We'll be having our 1 1/2 yr old grandson camping with us and we're trying to figure out where he can sleep. Do they make rails that fit under the sofa if he sleeps there? We have a 27' 2003 Outback. Thanks.


----------



## Nathan (Jan 2, 2007)

How Active is he? i.e. do you need full pack and play type setup to keep him contained, or are you just looking to keep him from falling out of bed?


----------



## Calvin&Hobbes (May 24, 2006)

When we had little ones (well, they're still little) and to keep them from rolling out of bed, we just rolled a few towels length wise and tucked them under the outside edge. That way they would stay to the inside of the bed. Never had a problem.


----------



## Irishcampers (Jun 27, 2008)

When our kids were young, we had a pop up camper without much room. To keep our active little guy in one place, we would fold the dinette down, move the cushions to the side and place a pack-n-play on that area. We normally eat at the picnic table, so we left the pack-n-play up most of the time.


----------



## maddog (Dec 16, 2009)

We use a pack and play for out little guy. Keeps him safe and contained.


----------



## fourwalls (Sep 21, 2007)

For 2 years we have kept our active grandson on his couch at night by using a toddler bed rail. We just slide it under the cushions an he has stayed put so far. The first year we used a pack and play but he soon found the couch to his liking and took it over. He will be 4 this year and we still use it. We have also used a small air mattress on the floor when his parents decide to join us. He has also just pulled the couch cushions off the couch and used them on the floor of our bedroom when he gets scared or hears something that goes bump in the night. A night light is a welcome addition to have when we take our little guy. It helps keep me from stepping on the hidden hot wheel cars in the night. Enjoy and happy camping.


----------



## jcat67 (Aug 8, 2008)

maddog said:


> We use a pack and play for out little guy. Keeps him safe and contained.

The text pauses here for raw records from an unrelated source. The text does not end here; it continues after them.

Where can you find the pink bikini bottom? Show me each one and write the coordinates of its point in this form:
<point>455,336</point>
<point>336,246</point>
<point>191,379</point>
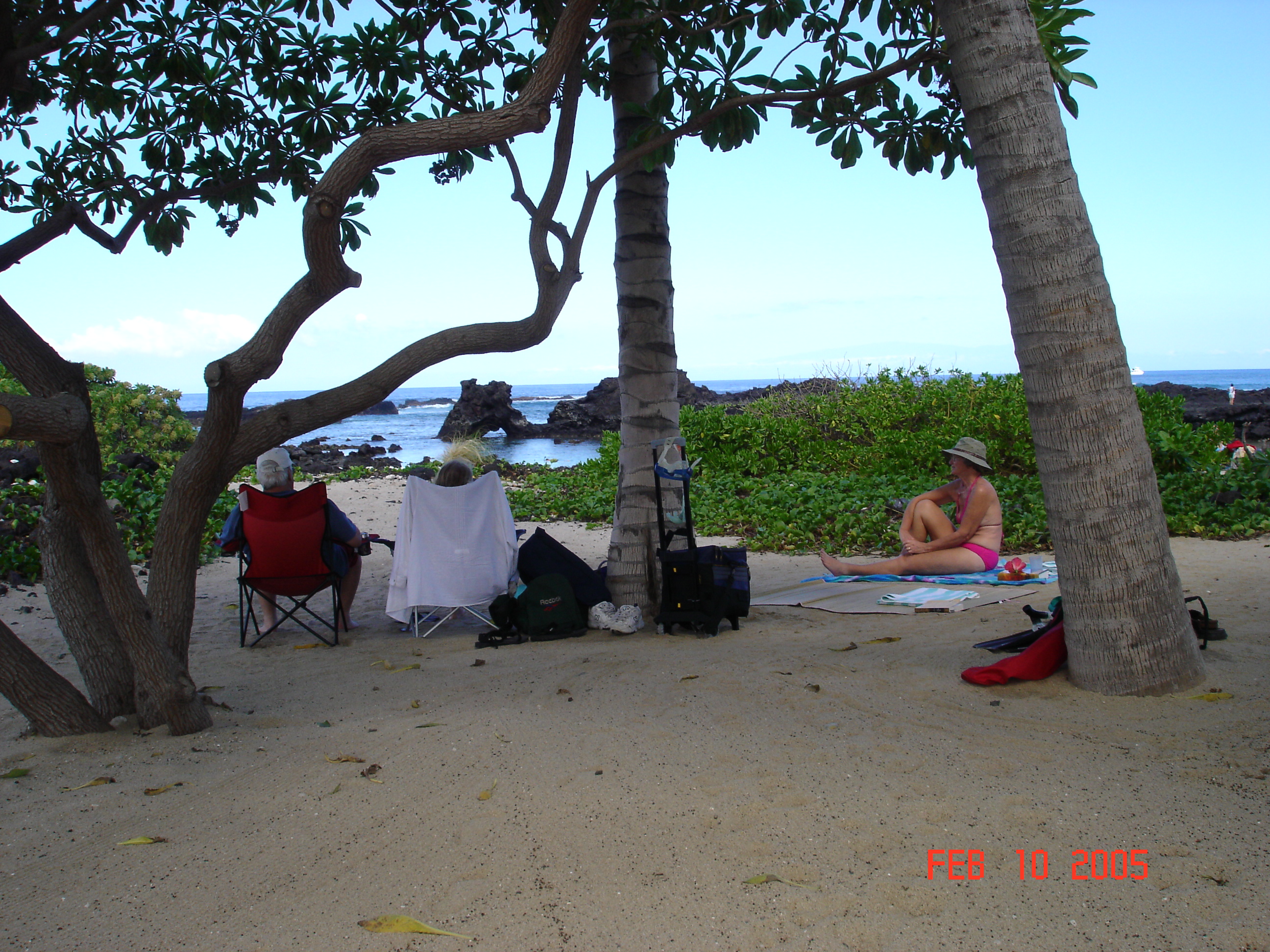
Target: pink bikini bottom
<point>987,555</point>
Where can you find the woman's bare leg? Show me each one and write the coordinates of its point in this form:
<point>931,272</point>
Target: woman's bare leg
<point>929,524</point>
<point>348,592</point>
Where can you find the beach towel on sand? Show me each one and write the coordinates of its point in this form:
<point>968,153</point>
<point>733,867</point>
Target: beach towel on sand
<point>988,578</point>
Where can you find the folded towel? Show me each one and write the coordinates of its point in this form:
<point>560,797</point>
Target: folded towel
<point>920,597</point>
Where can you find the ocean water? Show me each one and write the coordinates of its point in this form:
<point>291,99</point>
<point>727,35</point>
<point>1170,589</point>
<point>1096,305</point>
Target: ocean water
<point>415,428</point>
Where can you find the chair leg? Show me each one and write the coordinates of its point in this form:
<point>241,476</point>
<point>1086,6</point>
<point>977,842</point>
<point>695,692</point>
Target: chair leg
<point>415,620</point>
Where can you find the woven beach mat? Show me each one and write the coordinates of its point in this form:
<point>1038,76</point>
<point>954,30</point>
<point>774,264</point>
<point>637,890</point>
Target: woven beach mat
<point>844,599</point>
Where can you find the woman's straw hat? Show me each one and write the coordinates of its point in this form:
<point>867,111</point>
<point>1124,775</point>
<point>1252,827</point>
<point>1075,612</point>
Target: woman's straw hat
<point>975,451</point>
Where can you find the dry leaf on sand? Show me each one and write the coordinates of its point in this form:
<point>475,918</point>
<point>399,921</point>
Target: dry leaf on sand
<point>95,782</point>
<point>775,878</point>
<point>404,923</point>
<point>157,791</point>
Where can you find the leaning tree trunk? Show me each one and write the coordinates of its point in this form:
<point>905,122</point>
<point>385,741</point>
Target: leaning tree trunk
<point>82,614</point>
<point>50,702</point>
<point>163,689</point>
<point>1127,627</point>
<point>647,365</point>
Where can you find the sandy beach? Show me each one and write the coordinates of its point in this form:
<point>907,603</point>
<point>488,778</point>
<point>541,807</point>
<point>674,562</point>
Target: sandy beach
<point>639,781</point>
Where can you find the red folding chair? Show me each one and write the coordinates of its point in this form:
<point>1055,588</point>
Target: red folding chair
<point>282,558</point>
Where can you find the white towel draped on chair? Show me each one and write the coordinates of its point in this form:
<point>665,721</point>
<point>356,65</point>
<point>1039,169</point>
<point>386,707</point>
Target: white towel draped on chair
<point>455,546</point>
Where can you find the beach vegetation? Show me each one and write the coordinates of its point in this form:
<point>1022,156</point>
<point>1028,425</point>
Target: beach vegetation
<point>799,473</point>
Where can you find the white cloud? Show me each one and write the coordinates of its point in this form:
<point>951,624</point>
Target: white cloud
<point>195,333</point>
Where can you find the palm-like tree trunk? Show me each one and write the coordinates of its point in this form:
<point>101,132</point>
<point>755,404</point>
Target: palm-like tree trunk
<point>1127,627</point>
<point>647,362</point>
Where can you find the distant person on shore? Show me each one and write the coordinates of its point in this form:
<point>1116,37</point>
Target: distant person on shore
<point>930,544</point>
<point>276,475</point>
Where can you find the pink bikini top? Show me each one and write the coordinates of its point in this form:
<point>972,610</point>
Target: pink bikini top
<point>963,502</point>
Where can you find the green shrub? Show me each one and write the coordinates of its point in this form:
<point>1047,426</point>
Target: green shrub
<point>127,418</point>
<point>805,473</point>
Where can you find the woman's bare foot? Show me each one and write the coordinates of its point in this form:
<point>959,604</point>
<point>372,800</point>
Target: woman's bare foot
<point>835,567</point>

This is how we handled it as well. Folded down the couch and that is where the pack n play was set up. Worked great.


----------



## clarkely (Sep 15, 2008)

maddog said:


> We use a pack and play for out little guy. Keeps him safe and contained.

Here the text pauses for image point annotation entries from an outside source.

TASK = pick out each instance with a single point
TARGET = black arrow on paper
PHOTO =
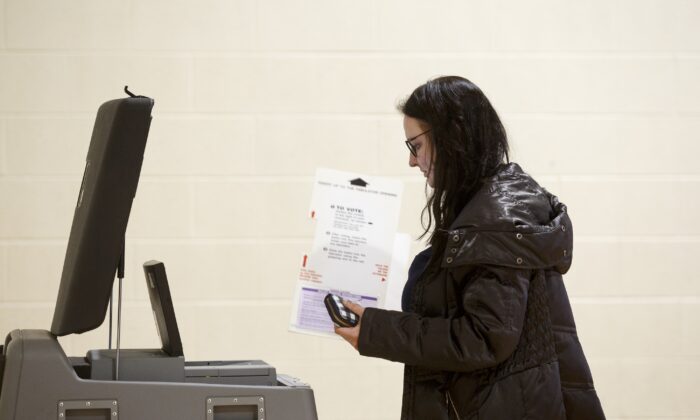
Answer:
(359, 182)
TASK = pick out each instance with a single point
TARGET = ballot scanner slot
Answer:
(235, 408)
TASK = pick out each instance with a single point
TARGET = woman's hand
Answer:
(351, 335)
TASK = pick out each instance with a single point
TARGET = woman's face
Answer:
(421, 144)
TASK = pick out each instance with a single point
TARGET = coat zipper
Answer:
(448, 399)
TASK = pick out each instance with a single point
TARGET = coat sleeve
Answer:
(486, 334)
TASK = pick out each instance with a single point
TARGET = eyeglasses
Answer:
(411, 146)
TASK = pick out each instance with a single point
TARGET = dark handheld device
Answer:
(340, 315)
(162, 305)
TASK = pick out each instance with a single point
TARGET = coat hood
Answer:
(511, 221)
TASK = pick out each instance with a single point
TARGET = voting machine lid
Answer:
(112, 170)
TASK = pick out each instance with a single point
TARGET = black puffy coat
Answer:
(491, 335)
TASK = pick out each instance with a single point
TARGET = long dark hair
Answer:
(468, 142)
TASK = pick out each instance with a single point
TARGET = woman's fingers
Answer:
(358, 309)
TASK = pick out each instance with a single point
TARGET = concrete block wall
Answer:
(601, 100)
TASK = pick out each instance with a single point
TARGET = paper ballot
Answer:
(354, 250)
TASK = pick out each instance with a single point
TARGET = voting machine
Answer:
(38, 380)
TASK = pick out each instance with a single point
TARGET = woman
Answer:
(487, 330)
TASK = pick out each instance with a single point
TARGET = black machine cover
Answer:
(109, 184)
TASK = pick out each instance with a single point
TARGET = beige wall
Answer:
(601, 99)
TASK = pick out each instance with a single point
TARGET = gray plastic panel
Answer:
(39, 375)
(81, 409)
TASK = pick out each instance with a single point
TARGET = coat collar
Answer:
(511, 221)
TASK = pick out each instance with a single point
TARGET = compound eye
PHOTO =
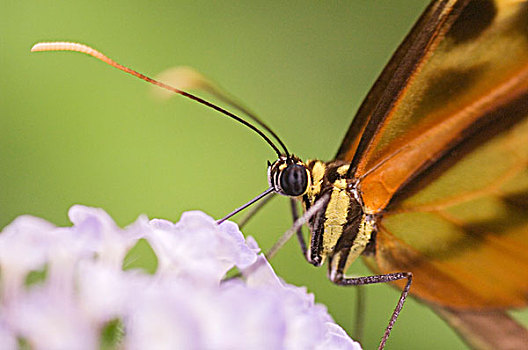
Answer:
(294, 180)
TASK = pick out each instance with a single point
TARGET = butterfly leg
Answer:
(390, 277)
(300, 237)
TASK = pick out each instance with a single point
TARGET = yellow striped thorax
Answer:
(341, 231)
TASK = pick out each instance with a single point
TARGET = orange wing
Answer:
(446, 161)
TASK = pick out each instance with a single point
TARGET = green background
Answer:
(73, 130)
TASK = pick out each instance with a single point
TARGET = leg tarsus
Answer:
(390, 277)
(300, 237)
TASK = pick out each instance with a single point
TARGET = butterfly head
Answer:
(289, 176)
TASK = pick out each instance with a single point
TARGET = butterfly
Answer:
(430, 184)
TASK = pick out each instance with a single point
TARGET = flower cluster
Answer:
(72, 288)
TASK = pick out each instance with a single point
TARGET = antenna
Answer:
(76, 47)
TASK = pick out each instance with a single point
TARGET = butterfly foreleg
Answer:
(339, 279)
(300, 237)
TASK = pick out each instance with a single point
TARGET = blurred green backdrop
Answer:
(73, 130)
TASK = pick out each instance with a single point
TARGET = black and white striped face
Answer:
(289, 176)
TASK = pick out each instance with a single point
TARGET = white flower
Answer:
(184, 304)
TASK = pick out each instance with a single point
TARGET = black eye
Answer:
(294, 180)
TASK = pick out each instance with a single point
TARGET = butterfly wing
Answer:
(486, 330)
(464, 234)
(443, 155)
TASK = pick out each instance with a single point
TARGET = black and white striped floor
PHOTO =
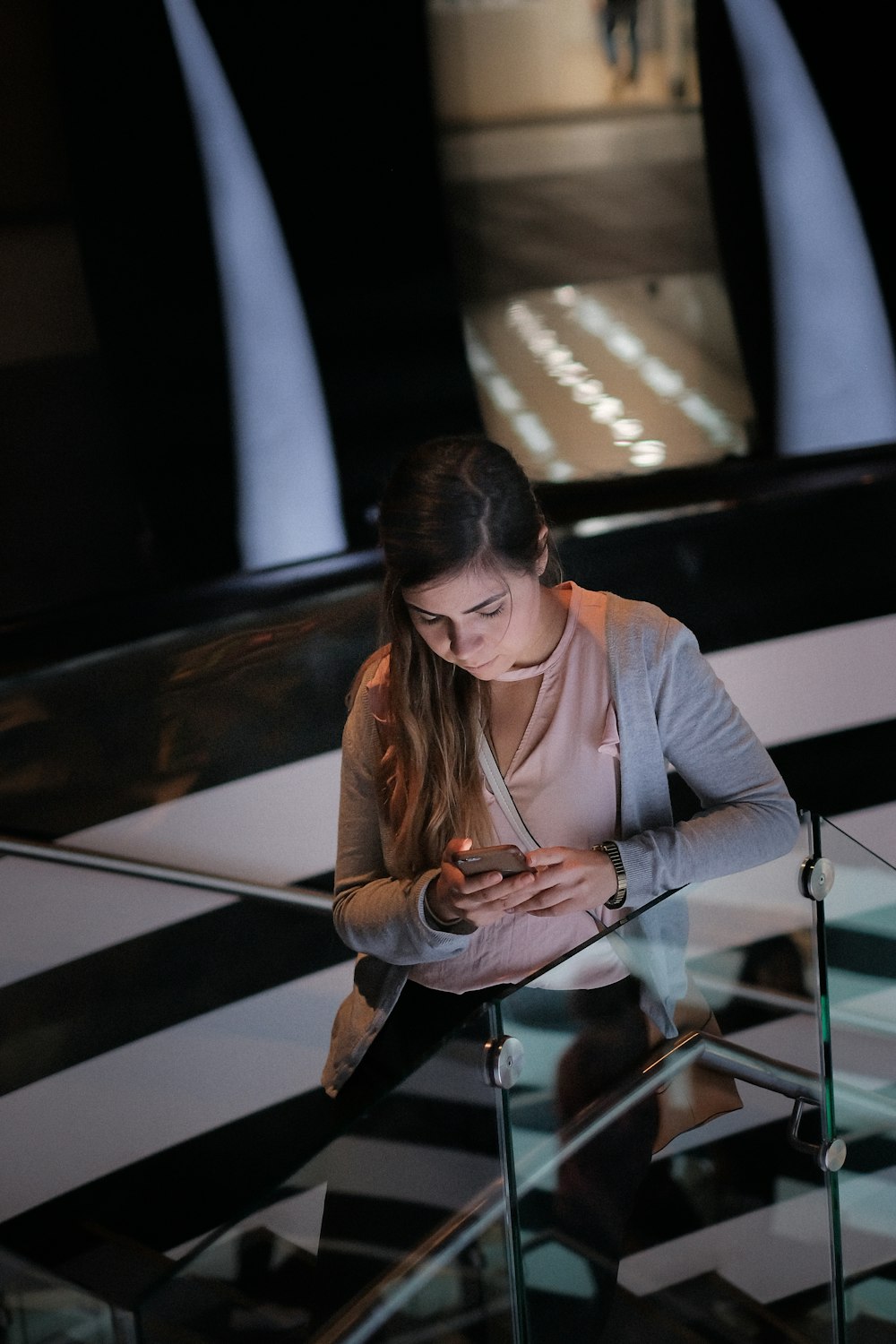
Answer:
(148, 1021)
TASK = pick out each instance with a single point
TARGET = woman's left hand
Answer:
(567, 881)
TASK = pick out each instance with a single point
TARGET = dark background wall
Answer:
(116, 457)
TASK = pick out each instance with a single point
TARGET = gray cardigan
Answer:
(670, 707)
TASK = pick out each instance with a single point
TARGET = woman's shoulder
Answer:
(624, 613)
(370, 687)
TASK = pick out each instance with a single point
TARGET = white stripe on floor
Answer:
(51, 914)
(134, 1101)
(274, 827)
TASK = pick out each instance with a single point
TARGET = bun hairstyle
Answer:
(452, 503)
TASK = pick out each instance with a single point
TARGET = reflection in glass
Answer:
(860, 940)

We used pack and play on the dinette in our first camper, second camper (quad bunk) i took out one of the bunks to put pack n play crib in its place.

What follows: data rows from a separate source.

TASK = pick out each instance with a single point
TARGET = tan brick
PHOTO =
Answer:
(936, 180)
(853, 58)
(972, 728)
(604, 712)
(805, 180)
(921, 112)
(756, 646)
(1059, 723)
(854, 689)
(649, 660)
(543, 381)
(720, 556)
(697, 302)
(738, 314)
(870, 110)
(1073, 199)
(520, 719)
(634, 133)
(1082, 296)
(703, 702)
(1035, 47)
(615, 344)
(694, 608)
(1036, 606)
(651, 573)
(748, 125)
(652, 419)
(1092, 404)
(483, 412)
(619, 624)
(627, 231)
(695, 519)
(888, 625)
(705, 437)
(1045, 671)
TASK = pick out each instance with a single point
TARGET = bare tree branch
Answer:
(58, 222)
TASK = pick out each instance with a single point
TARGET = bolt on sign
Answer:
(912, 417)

When they got older we used toddler type bed rails

to help keep them in place....

Good luck!!


----------



## rock hill (Apr 17, 2009)

We have a plug in sound machine that we use when it's time for the kids to go to bed,
It makes white noise, and is a commercial grade that is used in Psychologist offices and M.D. Offices 
for privacy. It is wonderful!! The kids fall right to sleep with it, and it covers up
most of the other noise. Here is what they look like from Amazon. See link below:

El Web Linko is spanish for The Web Link


----------



## Kathy (Apr 6, 2008)

We had been using a pack & play but he's too big for it. Our couch pulls out and was thinking of rails but how would you attach them to a pull out couch? It has nowhere to slip under.


----------



## Lmbevard (Mar 18, 2006)

Our grandsons alway wants to sleep with grandma and grandpa. We're usually in more danger of falling out of bed that they are because both of them are very active in their sleep. Otherwise, the oldest sleeps on the couch and the younger one sleeps on a pad on the floor. I think if you have the drop down dinette that would be ideal since you only have one side to worry about blocking.


----------